A lot of Money Never Sleeps — too much — is about Gekko père's desire to reconnect with his very angry daughter and about Jake's mostly noble but sometimes conveniently self-serving attempts to broker a reconciliation. And some of the movie is about Jake's mostly noble but sometimes conveniently self-serving attempts to avenge what befalls his old mentor as the ground begins to shake with the first tremors of a financial earthquake. In this, LaBeouf's crisp approach serves him well. He's a grown-up in a grown-up part. Mulligan brings nuance to the role of a young woman who has paid a steep price for being a child of wealth. Josh Brolin has fun playing an outright conscienceless, avaricious villain, just so we can boo him. He's an easy effigy figure, made for burning.

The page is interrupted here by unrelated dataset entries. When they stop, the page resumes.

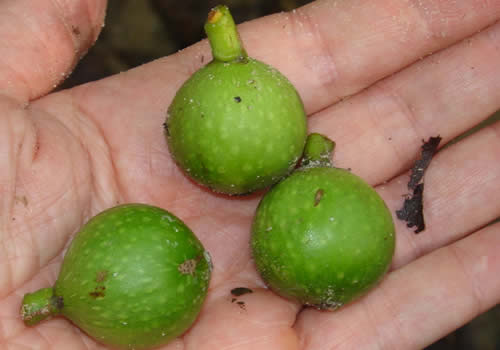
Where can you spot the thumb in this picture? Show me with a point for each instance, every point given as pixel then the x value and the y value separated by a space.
pixel 41 41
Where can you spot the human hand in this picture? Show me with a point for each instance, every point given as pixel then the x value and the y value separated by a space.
pixel 66 156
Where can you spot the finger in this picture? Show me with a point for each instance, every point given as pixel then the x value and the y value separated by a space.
pixel 415 305
pixel 257 320
pixel 462 187
pixel 45 191
pixel 331 49
pixel 42 41
pixel 444 94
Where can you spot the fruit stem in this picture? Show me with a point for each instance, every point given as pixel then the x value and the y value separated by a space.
pixel 318 151
pixel 223 36
pixel 40 305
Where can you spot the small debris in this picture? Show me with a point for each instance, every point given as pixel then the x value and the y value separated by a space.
pixel 318 196
pixel 429 148
pixel 413 209
pixel 101 276
pixel 240 291
pixel 165 127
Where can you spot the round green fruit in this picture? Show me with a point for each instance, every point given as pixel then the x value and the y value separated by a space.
pixel 322 236
pixel 134 277
pixel 237 125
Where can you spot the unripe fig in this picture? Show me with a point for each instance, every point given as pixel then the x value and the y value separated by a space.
pixel 237 124
pixel 323 236
pixel 134 277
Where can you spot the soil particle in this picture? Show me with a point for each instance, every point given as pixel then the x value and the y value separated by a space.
pixel 413 210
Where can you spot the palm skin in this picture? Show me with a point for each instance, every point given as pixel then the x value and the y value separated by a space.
pixel 66 156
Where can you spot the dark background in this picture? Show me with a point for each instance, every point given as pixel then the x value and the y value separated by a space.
pixel 138 31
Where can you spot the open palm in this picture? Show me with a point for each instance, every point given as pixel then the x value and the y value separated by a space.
pixel 411 69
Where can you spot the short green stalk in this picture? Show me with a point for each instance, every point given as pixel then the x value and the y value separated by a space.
pixel 318 151
pixel 40 305
pixel 223 36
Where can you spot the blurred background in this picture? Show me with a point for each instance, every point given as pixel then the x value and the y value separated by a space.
pixel 139 31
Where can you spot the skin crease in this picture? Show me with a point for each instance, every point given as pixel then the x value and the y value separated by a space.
pixel 66 156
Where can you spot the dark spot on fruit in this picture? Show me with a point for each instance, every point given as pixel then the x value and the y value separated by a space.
pixel 327 305
pixel 318 196
pixel 188 267
pixel 240 291
pixel 57 302
pixel 98 292
pixel 101 276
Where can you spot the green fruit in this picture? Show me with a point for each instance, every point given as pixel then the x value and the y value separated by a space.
pixel 322 236
pixel 237 125
pixel 134 277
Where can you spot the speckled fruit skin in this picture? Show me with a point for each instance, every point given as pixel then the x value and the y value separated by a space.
pixel 322 237
pixel 121 279
pixel 236 126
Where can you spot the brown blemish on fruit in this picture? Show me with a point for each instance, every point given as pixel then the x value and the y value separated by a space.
pixel 318 196
pixel 27 315
pixel 101 276
pixel 98 292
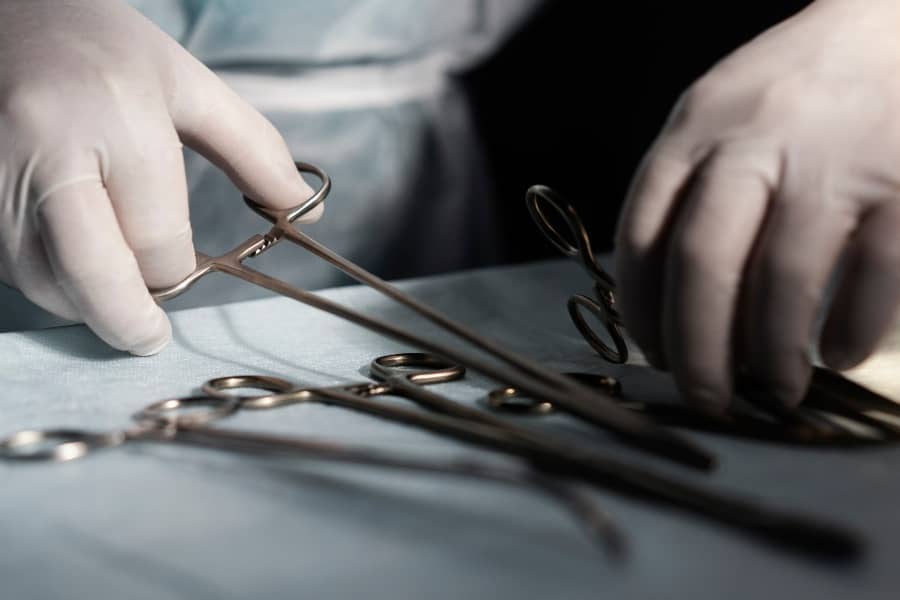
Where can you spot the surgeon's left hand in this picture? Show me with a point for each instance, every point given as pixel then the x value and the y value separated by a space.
pixel 783 158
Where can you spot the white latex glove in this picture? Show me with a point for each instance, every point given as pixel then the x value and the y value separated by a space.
pixel 94 104
pixel 782 158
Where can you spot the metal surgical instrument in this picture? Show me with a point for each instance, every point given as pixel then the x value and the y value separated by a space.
pixel 543 452
pixel 830 394
pixel 187 421
pixel 521 372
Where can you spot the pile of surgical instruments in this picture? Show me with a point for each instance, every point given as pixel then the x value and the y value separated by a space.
pixel 546 463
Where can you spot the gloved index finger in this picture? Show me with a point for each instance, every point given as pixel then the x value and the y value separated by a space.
pixel 97 270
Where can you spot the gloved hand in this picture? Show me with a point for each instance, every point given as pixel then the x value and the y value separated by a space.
pixel 781 161
pixel 94 104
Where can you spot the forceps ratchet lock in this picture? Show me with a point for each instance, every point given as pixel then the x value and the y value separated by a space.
pixel 507 367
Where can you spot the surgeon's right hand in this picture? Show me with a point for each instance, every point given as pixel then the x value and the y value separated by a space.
pixel 95 102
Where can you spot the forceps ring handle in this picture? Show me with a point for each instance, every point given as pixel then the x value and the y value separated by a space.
pixel 294 213
pixel 618 352
pixel 540 195
pixel 56 445
pixel 434 369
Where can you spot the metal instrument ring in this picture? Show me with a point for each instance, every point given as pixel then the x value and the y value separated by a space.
pixel 508 399
pixel 66 444
pixel 435 368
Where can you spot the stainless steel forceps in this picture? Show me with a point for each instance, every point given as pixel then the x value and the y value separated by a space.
pixel 507 367
pixel 604 307
pixel 405 375
pixel 188 421
pixel 830 394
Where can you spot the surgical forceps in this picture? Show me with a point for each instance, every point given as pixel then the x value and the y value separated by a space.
pixel 521 372
pixel 188 421
pixel 405 375
pixel 604 307
pixel 830 394
pixel 170 420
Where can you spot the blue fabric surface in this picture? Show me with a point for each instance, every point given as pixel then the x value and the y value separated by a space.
pixel 157 521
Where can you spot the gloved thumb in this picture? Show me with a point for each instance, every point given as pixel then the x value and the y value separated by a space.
pixel 212 119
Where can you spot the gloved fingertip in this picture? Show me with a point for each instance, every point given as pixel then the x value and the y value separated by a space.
pixel 159 336
pixel 304 189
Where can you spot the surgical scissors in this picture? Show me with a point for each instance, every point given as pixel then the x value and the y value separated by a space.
pixel 830 393
pixel 521 372
pixel 187 421
pixel 604 306
pixel 404 375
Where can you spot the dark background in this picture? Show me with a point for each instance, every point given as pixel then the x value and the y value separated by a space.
pixel 574 99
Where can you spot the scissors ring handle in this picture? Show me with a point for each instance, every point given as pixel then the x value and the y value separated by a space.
pixel 509 399
pixel 616 353
pixel 188 412
pixel 579 243
pixel 283 391
pixel 431 368
pixel 292 214
pixel 56 445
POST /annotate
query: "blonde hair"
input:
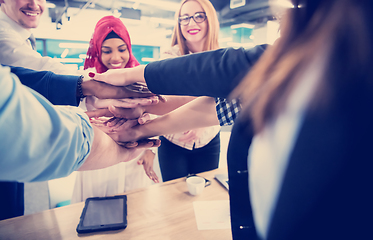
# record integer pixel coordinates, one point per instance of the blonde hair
(212, 36)
(341, 25)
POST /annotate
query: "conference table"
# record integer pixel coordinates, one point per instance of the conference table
(161, 211)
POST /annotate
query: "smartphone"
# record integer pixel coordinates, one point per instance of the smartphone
(103, 214)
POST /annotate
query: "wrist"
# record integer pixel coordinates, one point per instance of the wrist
(87, 88)
(135, 74)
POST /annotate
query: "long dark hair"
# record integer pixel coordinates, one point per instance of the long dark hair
(344, 27)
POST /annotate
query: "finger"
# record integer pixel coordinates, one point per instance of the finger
(162, 98)
(125, 103)
(128, 113)
(105, 112)
(115, 121)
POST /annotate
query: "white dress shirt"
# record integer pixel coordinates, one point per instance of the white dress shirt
(16, 50)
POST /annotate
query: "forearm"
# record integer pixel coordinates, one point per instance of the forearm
(171, 104)
(212, 73)
(104, 152)
(195, 114)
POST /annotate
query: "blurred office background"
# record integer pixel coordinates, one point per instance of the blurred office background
(66, 28)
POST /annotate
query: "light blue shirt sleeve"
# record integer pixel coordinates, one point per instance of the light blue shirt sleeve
(39, 141)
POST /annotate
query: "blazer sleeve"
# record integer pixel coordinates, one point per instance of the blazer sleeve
(58, 89)
(211, 73)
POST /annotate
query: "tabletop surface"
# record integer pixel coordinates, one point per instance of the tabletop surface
(161, 211)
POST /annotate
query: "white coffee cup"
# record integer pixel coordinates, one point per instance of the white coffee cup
(196, 184)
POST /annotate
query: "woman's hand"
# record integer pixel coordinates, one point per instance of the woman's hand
(147, 159)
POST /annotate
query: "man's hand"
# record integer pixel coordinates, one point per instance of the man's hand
(121, 77)
(147, 159)
(106, 91)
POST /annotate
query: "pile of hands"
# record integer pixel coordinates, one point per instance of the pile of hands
(119, 109)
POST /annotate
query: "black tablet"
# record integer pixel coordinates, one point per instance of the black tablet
(103, 214)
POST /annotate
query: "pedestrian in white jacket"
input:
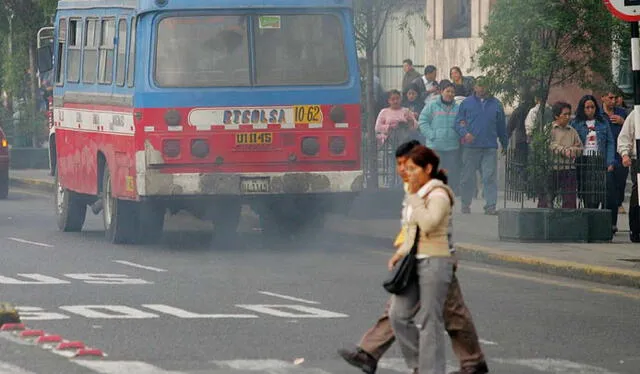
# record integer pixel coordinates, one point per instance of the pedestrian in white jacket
(627, 150)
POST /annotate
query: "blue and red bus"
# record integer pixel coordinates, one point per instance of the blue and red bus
(204, 106)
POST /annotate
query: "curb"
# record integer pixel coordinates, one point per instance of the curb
(599, 274)
(32, 184)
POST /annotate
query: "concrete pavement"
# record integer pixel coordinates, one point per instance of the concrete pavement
(183, 306)
(616, 263)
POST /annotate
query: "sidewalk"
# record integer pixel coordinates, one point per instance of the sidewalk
(476, 236)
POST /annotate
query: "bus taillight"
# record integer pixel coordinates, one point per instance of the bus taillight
(172, 118)
(310, 146)
(338, 114)
(337, 145)
(171, 148)
(199, 148)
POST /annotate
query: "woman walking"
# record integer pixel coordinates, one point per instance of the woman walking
(599, 155)
(427, 216)
(437, 124)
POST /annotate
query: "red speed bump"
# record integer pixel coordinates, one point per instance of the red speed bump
(31, 333)
(49, 339)
(12, 327)
(70, 345)
(89, 352)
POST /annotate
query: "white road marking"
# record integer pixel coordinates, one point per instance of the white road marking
(487, 342)
(307, 311)
(291, 298)
(30, 242)
(119, 279)
(119, 367)
(549, 365)
(29, 313)
(35, 279)
(268, 366)
(398, 364)
(118, 312)
(180, 313)
(6, 368)
(133, 264)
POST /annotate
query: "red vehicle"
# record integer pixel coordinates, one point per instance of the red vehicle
(204, 106)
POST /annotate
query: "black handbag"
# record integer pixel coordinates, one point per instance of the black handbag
(404, 272)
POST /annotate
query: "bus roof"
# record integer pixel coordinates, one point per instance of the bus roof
(142, 6)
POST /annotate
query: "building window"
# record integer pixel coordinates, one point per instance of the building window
(457, 19)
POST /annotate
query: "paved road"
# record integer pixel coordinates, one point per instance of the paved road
(183, 306)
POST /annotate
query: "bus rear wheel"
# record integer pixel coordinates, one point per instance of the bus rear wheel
(120, 216)
(71, 210)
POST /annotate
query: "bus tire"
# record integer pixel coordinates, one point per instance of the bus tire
(4, 184)
(71, 209)
(120, 216)
(150, 222)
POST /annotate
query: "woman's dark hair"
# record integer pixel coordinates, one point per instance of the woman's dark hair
(405, 148)
(580, 116)
(455, 68)
(393, 92)
(444, 84)
(423, 156)
(558, 107)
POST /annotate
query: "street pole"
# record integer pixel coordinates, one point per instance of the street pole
(635, 63)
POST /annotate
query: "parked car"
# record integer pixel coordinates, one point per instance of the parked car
(4, 165)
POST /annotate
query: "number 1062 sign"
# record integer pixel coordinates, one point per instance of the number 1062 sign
(626, 10)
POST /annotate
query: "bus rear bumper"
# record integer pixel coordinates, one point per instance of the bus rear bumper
(248, 184)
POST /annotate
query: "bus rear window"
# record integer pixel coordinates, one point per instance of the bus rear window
(301, 49)
(202, 51)
(213, 51)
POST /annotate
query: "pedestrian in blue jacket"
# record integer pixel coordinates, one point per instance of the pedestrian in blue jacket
(599, 153)
(480, 123)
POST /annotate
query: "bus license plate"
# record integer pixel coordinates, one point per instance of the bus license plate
(245, 138)
(255, 185)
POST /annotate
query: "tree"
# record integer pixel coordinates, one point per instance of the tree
(558, 42)
(22, 19)
(371, 18)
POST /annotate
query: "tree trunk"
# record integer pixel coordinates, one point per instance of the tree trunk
(33, 103)
(372, 144)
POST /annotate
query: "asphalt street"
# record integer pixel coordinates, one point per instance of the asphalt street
(187, 306)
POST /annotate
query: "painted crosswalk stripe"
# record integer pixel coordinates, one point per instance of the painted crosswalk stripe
(6, 368)
(549, 365)
(120, 367)
(268, 366)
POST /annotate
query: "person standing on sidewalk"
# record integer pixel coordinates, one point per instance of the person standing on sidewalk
(629, 154)
(616, 117)
(480, 123)
(458, 321)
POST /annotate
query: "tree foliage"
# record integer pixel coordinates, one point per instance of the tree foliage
(534, 45)
(372, 18)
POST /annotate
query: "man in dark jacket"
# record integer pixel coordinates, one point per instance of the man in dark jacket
(410, 74)
(480, 123)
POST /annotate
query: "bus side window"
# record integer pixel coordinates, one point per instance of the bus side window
(122, 52)
(74, 52)
(90, 61)
(61, 53)
(132, 54)
(105, 68)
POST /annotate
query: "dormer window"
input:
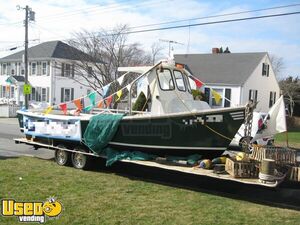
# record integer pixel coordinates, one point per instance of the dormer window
(33, 68)
(265, 69)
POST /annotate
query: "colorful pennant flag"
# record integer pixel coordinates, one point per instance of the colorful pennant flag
(217, 96)
(63, 108)
(108, 101)
(100, 104)
(48, 110)
(198, 83)
(88, 108)
(120, 79)
(119, 94)
(92, 97)
(105, 89)
(78, 104)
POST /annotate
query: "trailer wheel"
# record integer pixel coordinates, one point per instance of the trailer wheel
(79, 160)
(62, 157)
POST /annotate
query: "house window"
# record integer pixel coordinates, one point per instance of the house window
(227, 97)
(4, 69)
(90, 71)
(44, 94)
(265, 69)
(253, 95)
(272, 98)
(44, 68)
(3, 91)
(67, 94)
(213, 100)
(68, 70)
(179, 80)
(33, 68)
(33, 93)
(12, 92)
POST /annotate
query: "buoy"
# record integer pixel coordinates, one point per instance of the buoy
(219, 160)
(267, 170)
(241, 156)
(205, 164)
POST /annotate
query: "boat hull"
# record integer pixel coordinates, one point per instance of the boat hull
(206, 133)
(180, 134)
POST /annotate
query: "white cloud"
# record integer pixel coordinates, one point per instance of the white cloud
(59, 19)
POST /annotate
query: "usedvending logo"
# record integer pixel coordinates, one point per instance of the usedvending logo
(31, 211)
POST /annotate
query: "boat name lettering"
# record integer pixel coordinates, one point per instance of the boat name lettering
(204, 119)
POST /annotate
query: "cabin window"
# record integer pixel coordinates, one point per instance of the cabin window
(253, 95)
(272, 98)
(165, 79)
(179, 80)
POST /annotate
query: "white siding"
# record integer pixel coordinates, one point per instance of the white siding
(263, 84)
(235, 94)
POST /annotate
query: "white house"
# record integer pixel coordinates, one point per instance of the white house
(50, 73)
(237, 77)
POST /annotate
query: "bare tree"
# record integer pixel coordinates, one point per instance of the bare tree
(101, 54)
(156, 49)
(291, 92)
(278, 64)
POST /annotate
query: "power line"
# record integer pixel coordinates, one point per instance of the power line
(210, 23)
(215, 16)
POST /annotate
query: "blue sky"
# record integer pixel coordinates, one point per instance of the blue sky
(58, 20)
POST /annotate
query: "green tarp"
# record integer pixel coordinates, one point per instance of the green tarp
(101, 130)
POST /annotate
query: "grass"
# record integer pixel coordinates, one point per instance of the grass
(293, 138)
(90, 197)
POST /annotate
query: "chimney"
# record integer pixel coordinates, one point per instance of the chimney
(215, 50)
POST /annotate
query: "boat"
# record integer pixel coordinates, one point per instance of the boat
(173, 124)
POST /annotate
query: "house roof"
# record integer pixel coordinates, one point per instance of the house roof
(231, 68)
(50, 49)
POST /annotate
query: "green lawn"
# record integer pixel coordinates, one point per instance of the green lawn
(293, 138)
(105, 198)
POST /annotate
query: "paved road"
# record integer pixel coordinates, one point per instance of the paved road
(9, 130)
(287, 195)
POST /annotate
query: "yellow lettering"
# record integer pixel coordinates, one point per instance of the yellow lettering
(28, 209)
(38, 208)
(18, 209)
(7, 207)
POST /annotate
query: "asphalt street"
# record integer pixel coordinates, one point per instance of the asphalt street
(286, 196)
(9, 129)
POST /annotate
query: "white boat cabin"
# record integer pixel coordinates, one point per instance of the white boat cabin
(170, 89)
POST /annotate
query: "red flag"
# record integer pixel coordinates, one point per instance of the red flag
(199, 84)
(78, 104)
(63, 108)
(108, 101)
(100, 104)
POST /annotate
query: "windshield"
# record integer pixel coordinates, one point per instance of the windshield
(180, 83)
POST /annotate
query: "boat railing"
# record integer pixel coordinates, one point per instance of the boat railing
(126, 111)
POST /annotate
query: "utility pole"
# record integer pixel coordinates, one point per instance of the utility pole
(29, 16)
(170, 41)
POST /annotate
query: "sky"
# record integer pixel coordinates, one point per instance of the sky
(60, 20)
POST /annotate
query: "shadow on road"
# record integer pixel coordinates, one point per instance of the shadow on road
(8, 157)
(285, 196)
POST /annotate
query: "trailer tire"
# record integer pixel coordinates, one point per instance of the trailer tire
(62, 157)
(79, 160)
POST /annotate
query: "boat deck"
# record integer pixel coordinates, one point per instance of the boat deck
(165, 166)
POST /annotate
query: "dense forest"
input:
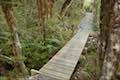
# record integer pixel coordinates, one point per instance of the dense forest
(32, 32)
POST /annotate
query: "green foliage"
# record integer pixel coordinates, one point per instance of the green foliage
(58, 32)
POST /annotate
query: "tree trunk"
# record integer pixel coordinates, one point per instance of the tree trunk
(109, 52)
(42, 15)
(65, 7)
(16, 47)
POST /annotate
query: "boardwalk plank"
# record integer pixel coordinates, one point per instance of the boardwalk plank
(62, 65)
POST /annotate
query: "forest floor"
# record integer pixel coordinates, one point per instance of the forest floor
(86, 68)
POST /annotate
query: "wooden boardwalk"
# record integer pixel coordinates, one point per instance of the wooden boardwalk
(62, 65)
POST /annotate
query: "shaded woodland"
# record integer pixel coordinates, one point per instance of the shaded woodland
(33, 31)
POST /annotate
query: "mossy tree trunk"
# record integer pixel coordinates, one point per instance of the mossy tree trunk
(65, 7)
(20, 68)
(109, 51)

But Gordon Gekko? He's unreadable to the end — victim (an odd word to apply to GG) of the filmmaker's conflicting desires. Temperamentally, Oliver Stone loves to throw himself into the macho bloodiness of a cinematic fray. That's his strength. But here he also wants to murmur a trite and pious lullaby about how children-are-our-real-wealth, la la la. It's clear Stone loves the power and poshness of the boom-boom celebrities who swan through his picture, including Jim Cramer and Maria Bartiromo, as well as Charlie Sheen, reprising his role as Gekko's protégé-turned-nemesis Bud Fox. But the director seems uncharacteristically preachy, in a square, Our Dumb Nation way, as if wringing his hands with fatherly worry that some heedless pup or other will go home and practice Gekkovian speeches in front of a mirror. Hence the patronizing lesson: Greed is not good.